Das Ziel der Sanktionen war nun nicht mehr, Russland für sein Verhalten zu bestrafen, sondern ein bestimmtes Ergebnis in einem andauernden Konflikt zu erreichen. Das war eine neue Qualität. Gleichzeitig begann der Westen mit massiven Hilfsprogrammen für die Ukraine (was Bonse nicht falsch als "Lend-Lease" beschreibt; mehr dazu etwa hier). Mittlerweile ist glaube ich klargeworden, dass Russland nicht einfach zusammenbrechen wird. Wie stark Russland von den Sanktionen betroffen ist, ist schwer zu sagen. Die Ökonom*innenzunft ist über diese Frage seit Monaten heftig zerstritten. Unbestreitbar ist der Vorteil, den die Waffenlieferungen der Ukraine bringen. Ohne westliche Unterstützung könnte das Land vermutlich nicht gegen Russland bestehen; wirtschaftlich ohnehin nicht. Die Ukraine ist de facto bankrott und wird nur durch westliche Unterstützung am Leben erhalten. Das ist eine Situation, die das UK aus dem Zweiten Weltkrieg auch nur zu gut kennt.

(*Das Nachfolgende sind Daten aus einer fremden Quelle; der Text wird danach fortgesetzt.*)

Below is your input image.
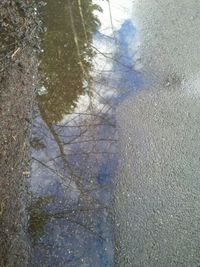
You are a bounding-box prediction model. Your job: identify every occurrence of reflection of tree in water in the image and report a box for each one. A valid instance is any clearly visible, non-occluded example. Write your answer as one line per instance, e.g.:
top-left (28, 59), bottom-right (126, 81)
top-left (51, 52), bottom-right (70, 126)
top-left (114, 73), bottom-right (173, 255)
top-left (29, 0), bottom-right (116, 266)
top-left (38, 0), bottom-right (99, 122)
top-left (29, 0), bottom-right (141, 266)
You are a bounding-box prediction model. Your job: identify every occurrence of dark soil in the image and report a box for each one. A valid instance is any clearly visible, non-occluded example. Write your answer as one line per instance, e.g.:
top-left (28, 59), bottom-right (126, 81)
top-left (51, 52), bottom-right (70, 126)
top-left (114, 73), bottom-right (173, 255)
top-left (0, 0), bottom-right (38, 267)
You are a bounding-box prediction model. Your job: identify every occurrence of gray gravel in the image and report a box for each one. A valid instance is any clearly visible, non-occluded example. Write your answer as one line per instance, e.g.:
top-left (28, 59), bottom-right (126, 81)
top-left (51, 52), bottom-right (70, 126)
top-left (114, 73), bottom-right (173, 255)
top-left (114, 0), bottom-right (200, 267)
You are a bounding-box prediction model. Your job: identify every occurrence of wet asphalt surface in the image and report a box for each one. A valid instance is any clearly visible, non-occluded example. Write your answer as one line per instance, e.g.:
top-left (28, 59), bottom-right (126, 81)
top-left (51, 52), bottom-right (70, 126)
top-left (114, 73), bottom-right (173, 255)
top-left (114, 0), bottom-right (200, 267)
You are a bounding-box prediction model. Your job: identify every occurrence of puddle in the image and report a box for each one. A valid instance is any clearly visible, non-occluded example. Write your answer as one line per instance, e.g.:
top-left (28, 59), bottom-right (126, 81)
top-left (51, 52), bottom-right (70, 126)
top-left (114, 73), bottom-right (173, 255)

Natürlich blieb Russland bei alledem nicht untätig. Putin stehen weit weniger Hebel zur Verfügung, dem Westen zu schaden, als umgekehrt, aber er nutzt, was er hat. Erstaunlich wenig erfolgreich sind die russischen Trollfabriken. Bei Brexit und Trump-Wahl waren sie wesentlich erfolgreicher, was einmal mehr zeigt, dass die entschlossene Reaktion des Westens und das klare Framing Russlands als Aggressor clevere Strategie waren (und nicht etwa, die Lübberding insinuiert, ein Fauxpas). Sie haben die Resilienz der westlichen Gesellschaften deutlich gestärkt. Die schärfste Waffe in Putins Arsenal aber ist das Gas, von dem besonders Deutschland dank der jahrzehntelangen verfehlten Politik eines Mega-Bündnisses aus CDU, SPD, LINKEn und FDP, besonders abhängig ist. Wie abhängig ist unter Ökonom*innen ebenfalls sehr umstritten; die Schätzungen reichen von "wird kein angenehmer Winter" zu geradezu apokalyptischen Szenarien vom Zusammenbruch der deutschen Gesellschaft.

Die Reaktion der deutschen Regierung im Besonderen hier ist sehr umstritten. Regierungskritiker*innen wie Bonse, Lübberding oder auch Strobl - und, prominter, Leute wie Varwick, Krone-Schmalz, oder Wagenknecht -, die die westliche Einmischung in den Konflikt ablehnen, empfinden die zu erwarteten wirtschaftlichen Lasten als viel zu hohen Preis für etwas, das sie ohnehin als Fehler betrachten. Sie plädieren für einen Kompromiss mit Russland in irgendeiner Form. Die Regierung hat sich von dieser Vorstellung völlig verabschiedet. Ein grüner Wirtschaftsminister (!) kauft Gas (!!) in Katar (!!!) und lässt Flüssiggas im Eilverfahren weltweit importieren. Wenn das keine Zeitenwende ist, weiß ich auch nicht. Ein erbitterter Streit tobt um die Verlängerung der Laufzeiten der Atomkraftwerke (den ich ehrlich gesagt nicht nachvollziehen kann: entweder es hilft kurzfristig, dann spricht nichts dagegen, oder es hilft nicht, und dann ist die Debatte müßig).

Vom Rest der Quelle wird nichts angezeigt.